On April 16, when asked about the issue again during the Financial Affairs Committee Meeting, Kuroda responded by saying “although I understand that there are different voices regarding this issue, it’s a necessary and important step for “stock market stability”, then quickly corrected himself, “price stability, not stock market stability”.

Dating back to January of 2013, it was at the Monetary Policy Meeting that the Bank of Japan decided on the “Price Stability Target of 2%” in terms of the “year-to-year rate of change in the CPI”.  However, as of April 2019, achieving that goal is still that of a distant dream. Amidst the concerns of the decrease in expectations toward Quantitative and Qualitative Monetary Easing (QQE), perhaps Kuroda’s “stock market stability” remark was in reaction to the mention of possible “negative side effects” as the stock market stability is an evidently achievable target. Of course, his comment was immediately corrected, but given the reality that achieving the “Price Stability Target” cannot be seen at this point, the concern toward the market deformation and negative side effects may be growing within Kuroda.

For 2018, the purchasing of ETF by the Bank of Japan reached 6.504 trillion yen. In December of the same year, their ETF holdings were 23.5497 trillion yen, accounting for about 4% of the total market capitalization (stocks) of the companies listed in the first section of the Tokyo Stock Exchange. This amount continued to increase into the new year, and by the end of March, could have exceeded 28 trillion yen. As numerously explained by Kuroda, the objective for the purchasing of ETF by the Bank of Japan is for price stability, not stock market operations through market interventions, nor for net investment. Therefore, they cannot sell the ETF until this target is met, and therefore is leading to a dent in the stock market, which in actuality should accurately reflect corporate value.

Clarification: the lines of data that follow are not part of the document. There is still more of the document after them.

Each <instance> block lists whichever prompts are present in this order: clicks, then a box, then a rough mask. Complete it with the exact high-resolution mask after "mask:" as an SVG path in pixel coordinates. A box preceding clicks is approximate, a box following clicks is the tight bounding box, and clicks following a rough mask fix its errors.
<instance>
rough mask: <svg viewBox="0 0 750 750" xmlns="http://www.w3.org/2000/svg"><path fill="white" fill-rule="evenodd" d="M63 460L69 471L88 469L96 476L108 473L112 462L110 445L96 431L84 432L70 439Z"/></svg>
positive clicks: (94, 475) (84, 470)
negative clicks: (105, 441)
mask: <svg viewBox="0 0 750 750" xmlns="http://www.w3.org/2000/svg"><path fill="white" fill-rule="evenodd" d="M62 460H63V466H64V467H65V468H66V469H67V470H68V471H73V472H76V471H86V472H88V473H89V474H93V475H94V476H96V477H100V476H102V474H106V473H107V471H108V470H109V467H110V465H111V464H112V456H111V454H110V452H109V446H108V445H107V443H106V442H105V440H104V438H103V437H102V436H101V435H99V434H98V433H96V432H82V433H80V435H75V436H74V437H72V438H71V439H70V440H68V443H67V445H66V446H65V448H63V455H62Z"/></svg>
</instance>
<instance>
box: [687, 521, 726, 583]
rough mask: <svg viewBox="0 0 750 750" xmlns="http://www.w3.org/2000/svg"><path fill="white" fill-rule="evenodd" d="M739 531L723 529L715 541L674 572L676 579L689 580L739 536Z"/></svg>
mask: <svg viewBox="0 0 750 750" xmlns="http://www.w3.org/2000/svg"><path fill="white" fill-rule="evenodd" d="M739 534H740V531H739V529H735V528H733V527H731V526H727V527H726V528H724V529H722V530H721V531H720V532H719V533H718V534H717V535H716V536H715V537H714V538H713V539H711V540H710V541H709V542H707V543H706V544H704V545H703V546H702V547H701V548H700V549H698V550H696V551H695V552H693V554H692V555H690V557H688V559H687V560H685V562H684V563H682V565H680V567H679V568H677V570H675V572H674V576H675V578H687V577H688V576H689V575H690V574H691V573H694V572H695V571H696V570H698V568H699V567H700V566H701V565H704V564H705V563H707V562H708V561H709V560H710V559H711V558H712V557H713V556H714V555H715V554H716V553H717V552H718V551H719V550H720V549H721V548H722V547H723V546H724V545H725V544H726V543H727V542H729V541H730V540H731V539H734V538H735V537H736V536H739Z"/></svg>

However, this is not the only issue. In the worst case scenario, should the market price experience a sharp drop and its current value falls below the acquisition value, the Bank of Japan will end up holding a large latent loss. In other words, there’s a possibility that the trust of the Japanese Yen itself may be damaged. And to avoid this risk, there is a need to decrease the remaining ETF holdings. However, there is a fear and risk that selling the ETF may entice a drop in the market price, meaning that the Bank of Japan is in a situation of no return, of no turning back.
Even if this is the case, the Bank of Japan is preparing an effective exit strategy, and is entering the period of expressing its will to decide on a policy under certain circumstances. This should mean that it will be effective in the sense of increasing “the number of hands” as a financial policy as well.